An Bewährtem festhalten
Soweit möglich, hat die Arbeitsgruppe bewährte BJG-Formulierungen wortgleich in den DJV-Entwurf übernommen, insbesondere um den Übergang auf Neuregelungen nicht durch neue Formulierungen zu erschweren:
- Die bisherigen Abschussplanungen für Schalenwild (außer Schwarzwild) bleiben beibehalten; für die Abschaffung des Abschussplanes auf Rehwild dient eine Öffnungsklausel für die Bundesländer.
- Die Haftung für Wildschäden trägt wie bisher die Jagdgenossenschaft. Neu ist ein Sonderkündigungsrecht bei gravierend veränderter Bewirtschaftung (Energiepflanzenanbau) für Pächter und Verpächter.
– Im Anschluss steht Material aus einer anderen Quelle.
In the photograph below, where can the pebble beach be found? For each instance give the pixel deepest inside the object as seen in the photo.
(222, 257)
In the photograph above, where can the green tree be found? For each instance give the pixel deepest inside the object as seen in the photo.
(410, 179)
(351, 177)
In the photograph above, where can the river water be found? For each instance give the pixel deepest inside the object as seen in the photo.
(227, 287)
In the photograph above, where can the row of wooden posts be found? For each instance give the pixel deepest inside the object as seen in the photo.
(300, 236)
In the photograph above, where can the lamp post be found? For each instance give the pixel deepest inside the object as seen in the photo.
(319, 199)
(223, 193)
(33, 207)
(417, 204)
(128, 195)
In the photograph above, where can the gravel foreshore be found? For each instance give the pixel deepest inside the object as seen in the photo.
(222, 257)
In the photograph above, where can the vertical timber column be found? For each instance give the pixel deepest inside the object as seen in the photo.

D.h.: Wenn eine Verdoppelung des Wildschadens im Durchschnitt der letzten 3 Jahre eingetreten oder zu erwarten ist, haben beide Parteien die Möglichkeit, das Vertragsverhältnis schriftlich mit einer Frist von 3 Monaten zum Ende des Pachtjahres zu kündigen.
- Die bisherigen Wildarten, die schadenersatzpflichtig sind, bleiben unverändert.
Der DJV wird Hinweise erarbeiten, die bei Abschluss von Jagdpachtverträgen gezielte Hilfen für den Bereich der Wildschadensregulierung beinhalten.
Regionale Besonderheiten und spezifische Einzelheiten machen es sinnvoll, Teilregelungen weiterhin den Ländern zuzuweisen. Dies ist allerdings ausgeschlossen für das Recht des Jagdscheins, zu dem auch Ausbildung und Prüfung gehören.
Der Prüfling muss ausreichende Kenntnisse und Fertigkeiten in folgenden Sachgebieten nachweisen: Wildbiologie, Jagdbetrieb, Waffen, Wildbrethygiene, Recht (insbesondere Jagd-, Tierschutz- und Naturschutzrecht). Das Sachgebiet Wildbrethygiene dient dem Verbraucherschutz, dem sich auch die Jäger verpflichtet fühlen.
Für eine revierübergreifende Hege und Abschussplanung sowie zur Förderung jagdlicher Belange und aus wildbiologischer Sicht sollen möglichst flächendeckend Hegegemeinschaften gebildet werden. Die Landesregierungen werden ermächtigt, Einzelheiten durch RechtsVO zu regeln.